For the Crown it was submitted that all of the offences were connected by the respondent’s religious justification for his behaviour and were capable of corroborating each other. There was some crossover in the time periods libelled, and in any event all the evidence was before the jury and available for their consideration. On this basis, the acquittals should be quashed.
Senior counsel for the respondent accepted that the submission should not have been sustained on charges 10, 11, and 12. However, the repetition of offending on charges 6 and 7 was very different from those offences involving a single incident. There was no possible view on which the jury could find that the various offences were component parts of a single course of criminal conduct systematically pursued by the respondent.
Open to find
Lord Beckett, delivering the opinion of the court, noted the concessions made by the respondent and said of the remaining issue: “The trial judge referred to WX’s evidence presenting what happened on charge 10 as chastisement based on biblical teaching to which the respondent referred when administering it. He noted that the modesty checks did not just apply to WX but to all of the females in the household.

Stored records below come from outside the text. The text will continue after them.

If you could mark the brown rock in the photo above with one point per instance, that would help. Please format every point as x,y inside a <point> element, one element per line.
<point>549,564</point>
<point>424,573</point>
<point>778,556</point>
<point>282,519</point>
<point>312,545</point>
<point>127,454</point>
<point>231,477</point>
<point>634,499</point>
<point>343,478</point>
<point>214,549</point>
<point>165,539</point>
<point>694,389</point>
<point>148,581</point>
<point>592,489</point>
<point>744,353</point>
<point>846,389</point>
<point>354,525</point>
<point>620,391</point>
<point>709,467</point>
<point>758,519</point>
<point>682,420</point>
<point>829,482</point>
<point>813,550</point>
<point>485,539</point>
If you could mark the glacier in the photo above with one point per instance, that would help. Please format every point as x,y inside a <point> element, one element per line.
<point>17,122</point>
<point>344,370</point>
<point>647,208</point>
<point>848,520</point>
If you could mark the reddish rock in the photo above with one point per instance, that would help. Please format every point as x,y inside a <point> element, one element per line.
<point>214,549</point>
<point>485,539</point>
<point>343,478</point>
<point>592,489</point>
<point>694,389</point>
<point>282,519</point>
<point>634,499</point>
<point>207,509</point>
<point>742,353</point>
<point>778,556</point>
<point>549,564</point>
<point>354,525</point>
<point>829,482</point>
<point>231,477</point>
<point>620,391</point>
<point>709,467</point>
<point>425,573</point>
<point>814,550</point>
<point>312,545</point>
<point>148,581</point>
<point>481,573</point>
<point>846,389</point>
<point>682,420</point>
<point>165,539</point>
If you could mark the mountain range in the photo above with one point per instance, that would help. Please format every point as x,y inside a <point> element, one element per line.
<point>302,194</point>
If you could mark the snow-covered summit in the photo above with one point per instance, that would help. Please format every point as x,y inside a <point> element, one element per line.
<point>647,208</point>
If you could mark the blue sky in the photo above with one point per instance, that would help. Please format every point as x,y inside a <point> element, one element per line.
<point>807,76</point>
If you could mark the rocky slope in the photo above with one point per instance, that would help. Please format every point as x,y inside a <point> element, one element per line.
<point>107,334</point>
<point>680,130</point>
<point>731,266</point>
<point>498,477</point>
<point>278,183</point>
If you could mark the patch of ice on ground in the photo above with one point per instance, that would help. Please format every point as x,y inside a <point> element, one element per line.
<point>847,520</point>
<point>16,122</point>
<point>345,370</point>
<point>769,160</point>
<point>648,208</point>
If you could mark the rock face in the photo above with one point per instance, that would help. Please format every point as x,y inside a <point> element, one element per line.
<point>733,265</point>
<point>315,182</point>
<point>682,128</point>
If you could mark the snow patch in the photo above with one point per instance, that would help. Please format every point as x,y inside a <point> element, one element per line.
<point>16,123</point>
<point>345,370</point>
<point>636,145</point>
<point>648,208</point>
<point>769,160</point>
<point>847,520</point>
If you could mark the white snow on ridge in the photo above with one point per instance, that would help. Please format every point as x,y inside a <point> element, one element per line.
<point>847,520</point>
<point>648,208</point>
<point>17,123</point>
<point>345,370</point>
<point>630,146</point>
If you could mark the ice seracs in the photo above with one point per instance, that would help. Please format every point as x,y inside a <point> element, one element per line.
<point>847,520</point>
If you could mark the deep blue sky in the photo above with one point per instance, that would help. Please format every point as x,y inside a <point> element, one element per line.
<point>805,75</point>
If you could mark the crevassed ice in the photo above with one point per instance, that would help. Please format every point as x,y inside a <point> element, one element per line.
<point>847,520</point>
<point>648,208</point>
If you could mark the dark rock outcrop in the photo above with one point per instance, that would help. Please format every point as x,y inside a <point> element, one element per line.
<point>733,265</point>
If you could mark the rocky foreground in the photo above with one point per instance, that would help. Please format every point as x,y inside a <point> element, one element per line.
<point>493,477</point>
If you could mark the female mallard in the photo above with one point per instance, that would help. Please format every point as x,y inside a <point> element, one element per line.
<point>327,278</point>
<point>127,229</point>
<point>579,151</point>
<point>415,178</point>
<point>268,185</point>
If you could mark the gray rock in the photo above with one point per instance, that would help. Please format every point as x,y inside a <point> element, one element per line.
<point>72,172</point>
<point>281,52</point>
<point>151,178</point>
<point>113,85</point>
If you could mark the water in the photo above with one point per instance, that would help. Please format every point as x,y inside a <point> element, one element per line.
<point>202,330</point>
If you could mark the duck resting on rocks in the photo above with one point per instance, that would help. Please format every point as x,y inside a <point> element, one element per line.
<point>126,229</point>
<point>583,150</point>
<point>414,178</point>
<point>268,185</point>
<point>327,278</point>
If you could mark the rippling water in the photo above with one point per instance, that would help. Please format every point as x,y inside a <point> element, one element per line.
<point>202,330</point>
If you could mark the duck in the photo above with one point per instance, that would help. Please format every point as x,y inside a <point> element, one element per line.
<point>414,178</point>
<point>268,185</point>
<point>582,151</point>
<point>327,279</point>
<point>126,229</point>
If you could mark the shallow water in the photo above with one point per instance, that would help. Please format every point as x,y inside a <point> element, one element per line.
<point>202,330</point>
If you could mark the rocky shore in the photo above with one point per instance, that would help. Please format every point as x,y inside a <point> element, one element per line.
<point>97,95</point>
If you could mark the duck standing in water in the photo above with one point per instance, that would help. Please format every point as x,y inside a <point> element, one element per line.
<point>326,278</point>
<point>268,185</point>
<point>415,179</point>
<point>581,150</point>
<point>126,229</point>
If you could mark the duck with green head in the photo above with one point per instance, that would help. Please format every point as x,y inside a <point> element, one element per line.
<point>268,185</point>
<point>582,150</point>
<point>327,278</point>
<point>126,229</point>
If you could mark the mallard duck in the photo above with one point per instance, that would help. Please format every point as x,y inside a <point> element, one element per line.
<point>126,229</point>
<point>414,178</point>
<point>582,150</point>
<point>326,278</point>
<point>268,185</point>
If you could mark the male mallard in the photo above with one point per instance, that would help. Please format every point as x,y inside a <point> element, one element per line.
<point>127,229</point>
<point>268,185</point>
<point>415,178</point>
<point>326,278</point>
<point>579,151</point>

He also noted that YZ did not suggest there was a sexual dimension to charge 12 and confirmed that she had asked her father to pray for her.”
He continued: “On charges 10 and 12, we are unable to say that it is not open to the jury to determine from the evidence that these charges involved sexual touching and therefore sexual assault. Section 60 of the 2009 Act provides for an objective assessment to be made in all of the circumstances. Whilst the jury is entitled to take them into account, neither the respondent’s motivation nor the child’s impression is decisive.”
Considering the available of other mutual corroboration, Lord Beckett said: “Whilst we can understand why defence counsel wished to suggest that charge 8 [of inducing WX to look at sexual images] was not a potential source of mutual corroboration, we do not understand why the trial Depute and judge did not identify it as such. This was plainly a sexual offence. The conduct may be less serious, and it is far from identical to charges 6 and 7, but neither consideration precludes the availability of mutual corroboration.”
He concluded: “In Duthie v HMA (2021), the court rejected the proposition that an act which contains no sexual element at all [emphasis added] can corroborate a sexual one when they occur in a domestic context of abusive, controlling or coercive conduct. We also consider that, depending on what they make of the evidence, it is open to the jury to find a link between charges 6 and 7 on the one hand and charges 10, 11 and 12 on the basis of the respondent’s purported religious justification in carrying out these offences. That is another consideration supportive of the availability of mutual corroboration between these charges.”
The court therefore allowed the appeal, refused the no case to answer submissions, and remitted the case to the trial judge for further procedure.